Through random surfing this weekend, I stumbled into a whole blog community related to MFA programs: blogs about getting in, blogs about programs, blogs about the idea of the MFA.  Perhaps the most interesting was Seth Abramson’s blog, which is mostly links to music videos, but he has some fabulous analysis and data on MFA programs that he uses to compile an annual MFA program rankings for Poets & Writers.  Abramson also has some great advise for writers considering MFAs.  I admire him for emphasizing the absolute importance of funding in MFA programs.  The best tip I ever received when I began to apply for schools was from a professor who told me that I should not pay for my MFA–my MFA program should pay me.

Now that I’m a few years out of my MFA program, I thought it might be nice to pass along that favor and some other thoughts I have about MFAs to other aspiring writers.  It should be noted, I am not in academia and have no desire to return.  My profession is currently more along the lines of PR.  That being said, I am very grateful for my MFA and I do think it has helped me in my professional life.  My MFA was funded and I also received a stipend for both years of my program (it was more than enough to live on).

Anyway, here are some tips for those interested:

1.  Do not pay for your MFA

An MFA is not a professional degree and as Seth Abramson and countless other people (including myself) will point out to you, an MFA is unlikely to advance you towards any career.  Leaving an MFA program with any sort of debt will put you in a bad spot financially and will limit your choices of what you can do after you graduate.  If you have a funded MFA, you will have less debt and will, therefore, be able to live on less income.  This can free you up to spend a few years working part-time and writing, or to go back to school for a professional degree, or to travel for a while, or to take a low-paying internship, or to be unemployed while you look for something.  Academic teaching jobs and writing fellowships are extremely competitive and difficult to get and you should not assume that you will have one lined up after you graduate.  You likely won’t.  There are many programs that fund MFAs candidates and you should not support programs that do not support you.

2. Have Goals

There are many different types of MFA programs.
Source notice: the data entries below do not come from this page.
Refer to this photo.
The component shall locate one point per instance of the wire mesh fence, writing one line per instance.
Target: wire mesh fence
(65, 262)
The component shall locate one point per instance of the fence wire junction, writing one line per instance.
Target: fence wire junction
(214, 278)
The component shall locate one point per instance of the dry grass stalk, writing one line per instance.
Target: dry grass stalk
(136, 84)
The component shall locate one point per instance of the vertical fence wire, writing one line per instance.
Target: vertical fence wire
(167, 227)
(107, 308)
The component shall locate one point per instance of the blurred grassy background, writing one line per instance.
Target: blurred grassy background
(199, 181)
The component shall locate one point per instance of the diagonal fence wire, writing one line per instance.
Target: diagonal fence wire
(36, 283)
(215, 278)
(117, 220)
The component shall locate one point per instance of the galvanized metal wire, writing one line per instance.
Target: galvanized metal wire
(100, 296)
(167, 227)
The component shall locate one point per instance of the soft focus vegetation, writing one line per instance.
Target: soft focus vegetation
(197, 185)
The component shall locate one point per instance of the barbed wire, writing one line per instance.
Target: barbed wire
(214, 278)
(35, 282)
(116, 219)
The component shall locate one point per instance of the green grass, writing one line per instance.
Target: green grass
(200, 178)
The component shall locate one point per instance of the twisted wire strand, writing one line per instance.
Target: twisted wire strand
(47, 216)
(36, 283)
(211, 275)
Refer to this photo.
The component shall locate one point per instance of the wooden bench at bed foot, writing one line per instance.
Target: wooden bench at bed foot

Although all MFA programs exist to support your writing, they are each different.  Having a sense of what you want out of the MFA will help ensure that it’s a meaningful experience. For instance, it would be a smart idea to consider programs that help you develop professional skills that might lead to a job you won’t hate.  Although many programs will help you learn to teach, you might also find programs that provide opportunities to edit journals and literary magazines, or feed into literary studies.  Are you interested in book making or print making? Would you like to take some journalism classes?  See if you can find an MFA that might open up doors to actual wage-earning opportunities.  This is a very mercenary way to look at it–but frankly, I’m glad I did, because I can afford to feed myself.  I like that.

3. Like the Atmosphere

If you have a chance, visit some of the campuses you’re considering applying to.  This is especially important if you haven’t had much experience in workshops.  See if you like the way the school approaches writing and if you just like the atmosphere.  I imagine that pretensions probably abound in all MFA programs, but see if the students in the program mesh with you.  Is there a nice variety of students and writing–or is everyone essentially working on writing the same poem the professor wrote ten years ago?  Is there a sense of collegiality between students and faculty?
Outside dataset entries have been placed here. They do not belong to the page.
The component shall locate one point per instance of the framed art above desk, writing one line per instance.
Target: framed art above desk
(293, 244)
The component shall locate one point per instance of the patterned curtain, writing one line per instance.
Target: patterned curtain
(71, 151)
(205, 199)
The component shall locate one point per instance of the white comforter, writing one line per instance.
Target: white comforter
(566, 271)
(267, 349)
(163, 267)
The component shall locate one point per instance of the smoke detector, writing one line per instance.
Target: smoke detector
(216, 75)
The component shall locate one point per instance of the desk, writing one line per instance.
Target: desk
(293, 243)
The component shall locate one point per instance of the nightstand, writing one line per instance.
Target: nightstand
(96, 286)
Beyond the school–do you like the city?  Is the cost of living reasonable for your budget? Does it have enough of the right components to make you happy?
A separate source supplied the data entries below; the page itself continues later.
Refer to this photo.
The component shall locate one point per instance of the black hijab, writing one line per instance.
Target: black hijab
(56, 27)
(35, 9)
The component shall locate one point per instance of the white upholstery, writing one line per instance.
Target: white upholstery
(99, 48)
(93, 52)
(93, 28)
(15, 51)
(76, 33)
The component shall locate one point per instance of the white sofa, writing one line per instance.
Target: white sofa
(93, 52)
4. Look for Teaching Faculty

Although it can be swell to spend two years worshiping at the altar of your favorite living poet–if that poet can’t teach, you may not learn all that much.  Some teaching techniques just don’t work.  Some MFA professors clearly resent their students or have virtually no commitment to the teaching process.  I had a professor who, it was obvious, generally just glanced over the poems before workshop.  She rarely had notes on the poem before class, but would add them during discussion.  Much of the discussion was wasted on her trying to figure out what a poem was about.  Eventually she would have some reading of the poem and would start talking about technique.  This was often helpful, but would then be rushed because we had to move on to other people.  My other professor was better at discussing techniques, but he’s the one that told us to get off our meds because our writing sucked.  Also he hated when I wrote anything that seemed like it was staged in Wisconsin.  Although I had a very tenuous relationship with my professors–it wasn’t anything compared to what I had heard about on some other campuses…Drunk writers=drama city.

I can go on and on, but the main thing that’s important with MFAs is to make sure you get what you want out of the experience.  An MFA is a great opportunity, but it’s important to be honest about its limitations.  Yes it can help you claw your way up the ladder to teaching jobs (but be sure you actually want to teach if this is a goal you have–I hated teaching). MFAs from good schools can impress certain employers by suggesting you have academic skills and creativity.  You can also use an MFA to build towards a literary PhD or a PhD in creative writing–if you really like academia.  Also, if you’re really lucky, like I was, you’ll meet some great people.  Just go into it with eyes open.